Python automation with Selenium for downloading dynamic captchas

With a large number of registration numbers to check regularly, I decided to develop a script that could automate this process for me.

The process involves visiting the website:

On this website, I need to enter a registration number in one field and solve a captcha in another. While solving the captcha is straightforward with existing Python libraries, the challenge lies in saving the image from the dynamic URL specified in the "src" attribute.
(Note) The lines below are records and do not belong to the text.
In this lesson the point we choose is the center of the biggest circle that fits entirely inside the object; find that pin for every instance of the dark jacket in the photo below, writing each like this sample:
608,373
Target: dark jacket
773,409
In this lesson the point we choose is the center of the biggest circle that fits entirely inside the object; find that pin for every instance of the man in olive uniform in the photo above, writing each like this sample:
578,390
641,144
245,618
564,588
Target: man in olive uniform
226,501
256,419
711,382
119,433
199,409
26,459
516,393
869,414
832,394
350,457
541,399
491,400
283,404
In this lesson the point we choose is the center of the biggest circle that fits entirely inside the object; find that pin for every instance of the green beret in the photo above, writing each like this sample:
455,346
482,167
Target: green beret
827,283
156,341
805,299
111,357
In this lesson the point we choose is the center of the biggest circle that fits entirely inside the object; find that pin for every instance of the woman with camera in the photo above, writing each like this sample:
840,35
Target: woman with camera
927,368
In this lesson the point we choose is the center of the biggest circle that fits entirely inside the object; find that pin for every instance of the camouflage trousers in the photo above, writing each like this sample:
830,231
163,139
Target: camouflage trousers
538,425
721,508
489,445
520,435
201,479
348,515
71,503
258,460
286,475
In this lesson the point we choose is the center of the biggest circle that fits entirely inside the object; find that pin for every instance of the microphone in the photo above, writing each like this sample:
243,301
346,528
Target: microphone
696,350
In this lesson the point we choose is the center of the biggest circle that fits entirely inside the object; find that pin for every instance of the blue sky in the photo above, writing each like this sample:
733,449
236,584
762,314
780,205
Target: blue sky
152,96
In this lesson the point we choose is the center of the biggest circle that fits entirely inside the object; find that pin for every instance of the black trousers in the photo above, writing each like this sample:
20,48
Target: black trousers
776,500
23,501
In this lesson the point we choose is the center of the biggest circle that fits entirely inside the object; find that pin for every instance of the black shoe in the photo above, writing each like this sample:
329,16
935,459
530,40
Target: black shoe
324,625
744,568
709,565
My current approach to this issue involves using web scraping techniques, as shown below:

from captcha_solver import CaptchaSolver
from selenium import webdriver
import time

driver = webdriver.Chrome()
driver.get("https://www.anaf.ro/inactivi/index.jsp")

time.sleep(5)

elem = driver.find_element_by_name('inputCui')  # Locate the first input box
elem.send_keys('17741254')   # Enter the desired code

If anyone has alternative suggestions or ideas on how I can tackle this problem more effectively, I am open to hearing them.

Answer №1

After some trial and error, I finally cracked it! My method involves capturing a screenshot of the page, cropping it to isolate the captcha, and then decoding it. For those curious minds, here is the script I used:

def capture_captcha(driver, element, path):
    location = element.location
    size = element.size
    driver.save_screenshot(path)
    image = Image.open(path)
    left = location['x']
    top = location['y']
    right = location['x'] + size['width']
    bottom = location['y'] + size['height']
    image = image.crop((left, top, right, bottom))
    image.save(path, 'png')

img = driver.find_element_by_xpath("//img[1]")
capture_captcha(driver, img, "captcha.png")

Similar questions

If you have not found the answer to your question or you are interested in this topic, then look at other similar questions below or use the search

What is the reason behind receiving the alert message "Received 'WebElement' instead of 'collections.Iterable' as expected" at times?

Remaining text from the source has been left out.